Remix.run Logo
freehorse 4 hours ago

> omit the rows that are obviously wrong

This can skew the dataset and lead to misinterpreted results, if which rows are wrong is not completely random.

Eg if all data from a specific location (or year etc) comes wrong, then this kind of cleaning would just completely exclude this location, which depending on the context may or may not be a problem. Or if values come wrong above a specific threshold. Or any other way that the errors are not in some way randomly distributed.

Removing data is never a neutral choice, and it should always be taken into consideration (which data is removed).

hermitcrab 4 hours ago | parent [-]

>Removing data is never a neutral choice, and it should always be taken into consideration (which data is removed).

Absolutely.
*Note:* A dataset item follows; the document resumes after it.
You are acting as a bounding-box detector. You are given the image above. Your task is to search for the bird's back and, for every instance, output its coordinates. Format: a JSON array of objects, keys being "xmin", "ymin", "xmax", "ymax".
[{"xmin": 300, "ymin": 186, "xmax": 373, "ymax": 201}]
If you have obviously wrong data your choices are generally:

1. Leave the bad data in.

2. Leave the bad data in and flag it as suspect.

3. Omit the dad data.

4. Correct the bad data.

Which is the best choice depends on context and requires judgement. But I find it hard to imagine any situation where option 1 is the right choice.

Obviously the best solution is to do basic validation as the data is entered, so that people can't add a location in the Indian ocean to a UK dataset. It seems rather negligent that they didn't do this.

chaps 3 hours ago | parent [-]

Like I said in a different post, there are legal reasons for why you would want the original data. Deleting the data from the dataset is negligent.

If you want something to blame, blame the system that allowed the data to be bad in the first place. You're pointing your finger at the wrong people and it's unreasonable of you to call them negligent.